Jelang Pelantikan Prabowo, Ketua AMSI: Jadi Momen Media Make or Break
Ketua AMSI, Wahyu Dhyatmika menghadiri langsung Konferwil ke-3 AMSI Jawa Timur, di Hotel Whiz Luxe Surabaya, Sabtu 27 Juli 2024. Tanggal konferwil AMSI Jatim ini bertepatan juga dengan peringatan peristiwa Kudatuli atau Kerusuhan 27 Juli. Salah satu peristiwa berdarah menuju reformasi Indonesia yang sebelumnya dikuasi oleh pemerintahan Orde Baru yakni Soeharto yang juga mertua dari Presiden terpilih 2024, Prabowo Subianto.
Dalam sambutannya sebelum sidang konferwil dimulai, Wahyu atau yang akrab disapa Komang itu sempat menyampaikan beberapa hal. Termasuk pula masa depan bisnis media di Indonesia. Namun salah satu yang terpenting, ia juga mengingatkan para pemimpin media di Jawa Timur, bahwa kita akan memasuki era pemerintahan baru di bawah Prabowo Subianto yang akan dilantik pada 20 Oktober 2024.
Komang menyampaikan, pemimpin perusahaan pers di Jatim harus ingat bahwa dalam hegemoni Pilpres 2024 lalu, media sudah mulai tergerus dengan platform lain yang lebih dilirik oleh politisi. Ia mengibaratkan bahwa media sudah tidak memiliki power lagi di masyarakat atau publik.
"Kita ingat di Pilpres kemarin, terlihat media hilang pengaruh. Media bukan lagu public opinion maker, kenapa? Ternyata banyak hal. Nah ini yang harus menjadi catatan kita semua," tutur dia.

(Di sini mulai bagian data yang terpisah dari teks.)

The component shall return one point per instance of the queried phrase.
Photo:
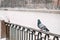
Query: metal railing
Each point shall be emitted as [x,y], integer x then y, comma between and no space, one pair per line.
[18,32]
[50,4]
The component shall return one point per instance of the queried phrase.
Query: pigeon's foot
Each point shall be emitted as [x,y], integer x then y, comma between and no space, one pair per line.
[41,30]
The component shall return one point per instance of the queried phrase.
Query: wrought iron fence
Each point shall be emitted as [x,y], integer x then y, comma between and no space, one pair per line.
[49,4]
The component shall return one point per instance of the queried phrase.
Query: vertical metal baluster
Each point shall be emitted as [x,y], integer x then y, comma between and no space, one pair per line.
[28,34]
[55,38]
[32,35]
[10,33]
[19,34]
[47,35]
[40,35]
[25,34]
[36,36]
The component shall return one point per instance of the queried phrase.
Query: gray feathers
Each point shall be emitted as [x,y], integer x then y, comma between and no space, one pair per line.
[41,26]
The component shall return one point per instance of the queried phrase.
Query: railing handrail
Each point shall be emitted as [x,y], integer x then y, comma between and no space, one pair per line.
[52,34]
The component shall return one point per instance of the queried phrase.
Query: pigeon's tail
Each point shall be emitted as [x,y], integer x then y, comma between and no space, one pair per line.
[47,29]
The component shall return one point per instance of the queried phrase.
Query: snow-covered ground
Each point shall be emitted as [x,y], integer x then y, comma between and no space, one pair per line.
[29,19]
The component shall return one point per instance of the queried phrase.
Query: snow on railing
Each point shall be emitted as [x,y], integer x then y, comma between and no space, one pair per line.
[17,32]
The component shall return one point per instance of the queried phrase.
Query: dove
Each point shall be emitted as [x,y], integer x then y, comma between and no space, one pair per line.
[41,26]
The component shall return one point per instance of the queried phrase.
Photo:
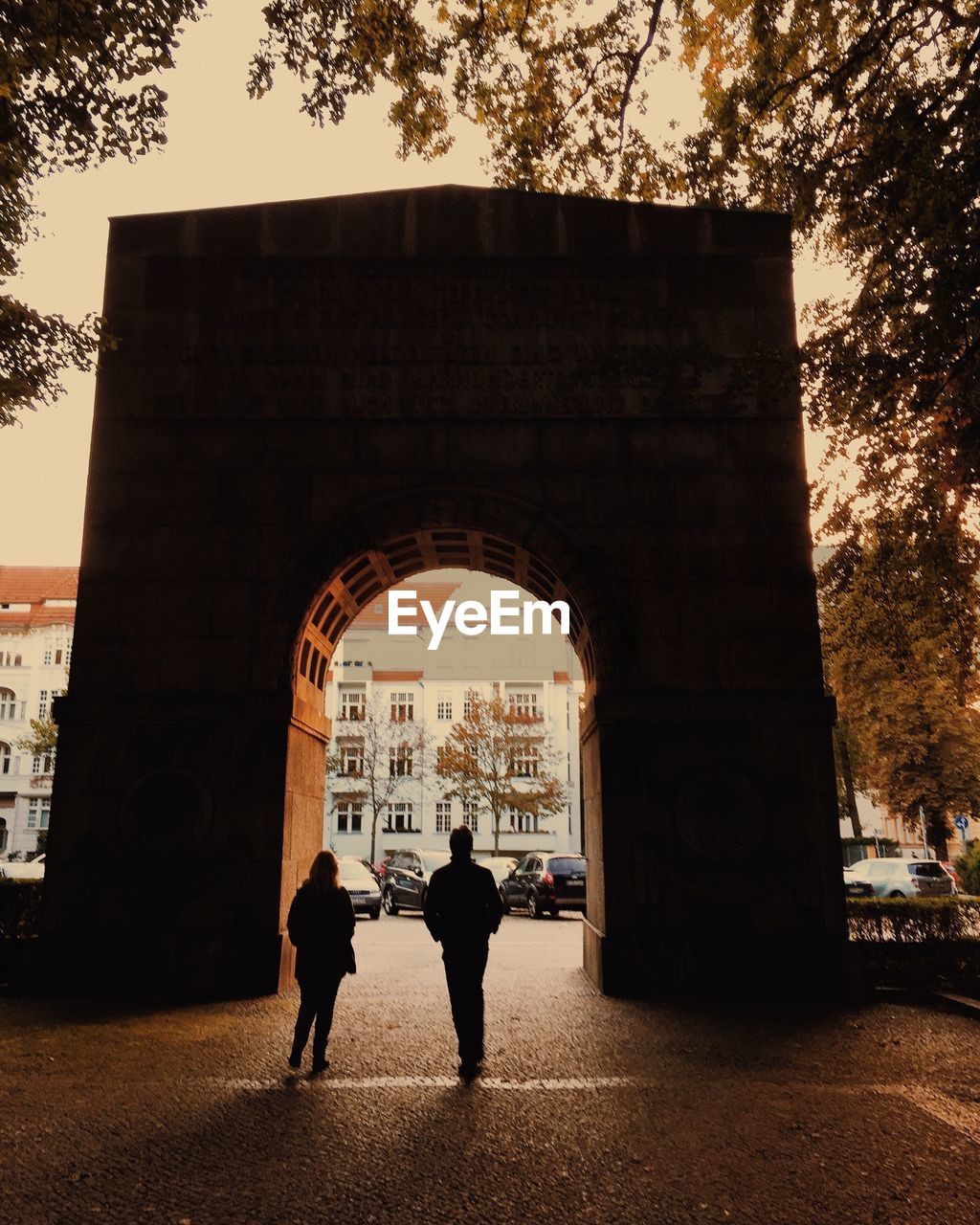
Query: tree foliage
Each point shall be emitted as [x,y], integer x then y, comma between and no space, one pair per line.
[381,742]
[65,66]
[858,119]
[901,634]
[500,760]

Salah satu persoalan yang ada di media, dan kemudian menyebabkan tidak lagi menjadi public opinion maker adalah terkait dengan isi konten media. Banyak media yang tidak memahami konten yang diproduksi oleh dapur redaksi mereka. Apakah dari konten tersebut, perusahaan dan publik mendapatkan manfaat, hal itu yang harus menjadi koreksi perusahaan pers saat ini.
Termasuk pula distribusi konten yang diproduksi. Menurutnya, selama ini media-media melepas tangan distribusi konten mereka. Diserahkan ke platform seperti google, amazon, dan sebagainya atau bahkan membiarkan konten kreator lain yang menggunakan hasil produksi dari perusahaan pers. Padahal itu adalah peluang besar bagi perusahaan pers untuk berkembang dan membesarkan dirinya.

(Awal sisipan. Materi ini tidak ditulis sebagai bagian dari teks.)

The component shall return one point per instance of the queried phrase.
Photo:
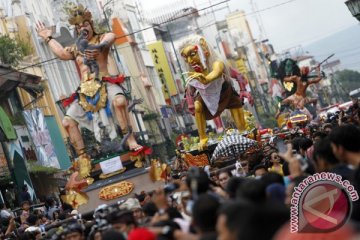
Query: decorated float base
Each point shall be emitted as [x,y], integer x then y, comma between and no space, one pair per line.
[116,177]
[139,177]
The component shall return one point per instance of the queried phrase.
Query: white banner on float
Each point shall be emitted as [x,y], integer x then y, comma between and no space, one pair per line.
[111,165]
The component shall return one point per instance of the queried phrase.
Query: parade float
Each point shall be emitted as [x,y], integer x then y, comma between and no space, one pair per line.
[108,163]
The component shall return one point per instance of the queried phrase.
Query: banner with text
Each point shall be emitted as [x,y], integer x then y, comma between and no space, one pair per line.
[163,70]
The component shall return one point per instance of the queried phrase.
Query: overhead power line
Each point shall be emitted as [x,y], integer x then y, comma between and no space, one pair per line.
[164,22]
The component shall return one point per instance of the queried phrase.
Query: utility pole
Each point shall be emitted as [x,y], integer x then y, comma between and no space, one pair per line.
[113,48]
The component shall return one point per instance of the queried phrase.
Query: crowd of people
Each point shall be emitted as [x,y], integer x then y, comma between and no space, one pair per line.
[250,203]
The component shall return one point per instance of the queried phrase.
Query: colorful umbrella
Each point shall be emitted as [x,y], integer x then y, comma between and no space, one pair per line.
[231,146]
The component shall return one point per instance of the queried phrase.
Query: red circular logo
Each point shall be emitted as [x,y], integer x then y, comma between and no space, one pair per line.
[325,207]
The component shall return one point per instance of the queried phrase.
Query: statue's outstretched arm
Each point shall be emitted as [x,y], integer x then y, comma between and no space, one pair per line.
[290,78]
[216,72]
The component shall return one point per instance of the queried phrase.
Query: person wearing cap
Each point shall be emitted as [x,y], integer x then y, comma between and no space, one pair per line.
[74,231]
[133,204]
[354,108]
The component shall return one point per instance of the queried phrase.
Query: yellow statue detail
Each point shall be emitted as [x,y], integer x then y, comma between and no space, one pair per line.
[208,84]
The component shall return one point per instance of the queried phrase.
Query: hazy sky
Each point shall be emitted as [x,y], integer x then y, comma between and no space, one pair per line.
[298,22]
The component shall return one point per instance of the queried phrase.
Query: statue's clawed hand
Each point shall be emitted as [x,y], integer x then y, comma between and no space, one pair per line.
[199,76]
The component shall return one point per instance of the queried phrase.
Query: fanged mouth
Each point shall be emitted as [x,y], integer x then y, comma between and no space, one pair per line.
[196,67]
[85,33]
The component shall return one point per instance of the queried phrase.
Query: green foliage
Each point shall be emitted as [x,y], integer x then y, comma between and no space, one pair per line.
[5,178]
[17,119]
[11,52]
[25,45]
[36,169]
[349,79]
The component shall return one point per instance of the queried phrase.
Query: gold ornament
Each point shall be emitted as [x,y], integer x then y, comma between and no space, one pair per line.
[90,89]
[77,13]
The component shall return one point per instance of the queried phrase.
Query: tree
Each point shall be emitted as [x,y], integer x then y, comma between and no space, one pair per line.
[349,79]
[11,52]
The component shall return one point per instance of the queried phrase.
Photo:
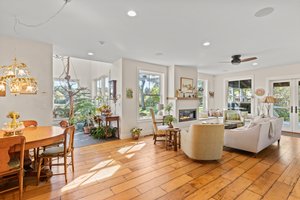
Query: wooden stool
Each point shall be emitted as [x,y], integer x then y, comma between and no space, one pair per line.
[173,138]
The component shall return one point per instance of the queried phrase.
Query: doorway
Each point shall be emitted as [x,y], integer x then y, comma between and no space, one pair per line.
[287,94]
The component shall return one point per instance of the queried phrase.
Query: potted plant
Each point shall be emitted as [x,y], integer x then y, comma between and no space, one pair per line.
[169,108]
[135,133]
[85,111]
[169,119]
[104,110]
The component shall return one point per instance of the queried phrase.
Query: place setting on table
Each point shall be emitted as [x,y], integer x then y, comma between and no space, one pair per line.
[38,140]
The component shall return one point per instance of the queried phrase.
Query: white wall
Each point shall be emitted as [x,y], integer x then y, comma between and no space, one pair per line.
[260,77]
[130,106]
[86,71]
[38,56]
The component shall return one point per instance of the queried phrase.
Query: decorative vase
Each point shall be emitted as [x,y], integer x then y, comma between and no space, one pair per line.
[135,136]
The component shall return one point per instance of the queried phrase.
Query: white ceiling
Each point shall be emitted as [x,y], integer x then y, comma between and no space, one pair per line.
[176,28]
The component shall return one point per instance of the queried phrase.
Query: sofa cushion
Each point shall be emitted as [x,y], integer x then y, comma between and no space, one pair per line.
[232,116]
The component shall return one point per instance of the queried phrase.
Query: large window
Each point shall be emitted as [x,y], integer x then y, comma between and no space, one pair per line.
[61,97]
[102,86]
[202,95]
[239,95]
[149,93]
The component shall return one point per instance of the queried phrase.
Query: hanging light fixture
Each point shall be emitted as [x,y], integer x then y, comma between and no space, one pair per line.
[17,78]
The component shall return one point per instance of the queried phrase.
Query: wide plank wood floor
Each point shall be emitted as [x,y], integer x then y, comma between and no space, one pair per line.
[128,169]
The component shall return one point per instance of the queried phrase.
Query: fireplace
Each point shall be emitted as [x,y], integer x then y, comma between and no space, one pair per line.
[187,115]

Dengan tidak laginya media menjadi public opinion maker, maka menurut Komang, itu akan berdampak buruk bagi jalannya negara Indonesia. Sebab jurnalisme, ekonomi, politik, dan demokrasi sangatlah berkaitan. Baginya jika jurnalisme mati, ekosistem ekonomi media akan mati. Jika ekosistem ini kemudian tanpa adanya jurnalisme, demokrasi akan terancam.
"Kita sebagai media hanya produksi berita bukan lihat value dan apakah berita kita atau konten kita sampai ke audiens. Kita serahkan distribusi itu ke pihak ketiga. Kita tak peduli apakah produk kita sampe ke pembaca. Kalau kita tidak mikir audiens, mati kita. Ini opportunity sekaligus ancaman. Maka menurut saya, 20 Oktober ini akan jadi make it or break it bagi media dan demokrasi," tutupnya.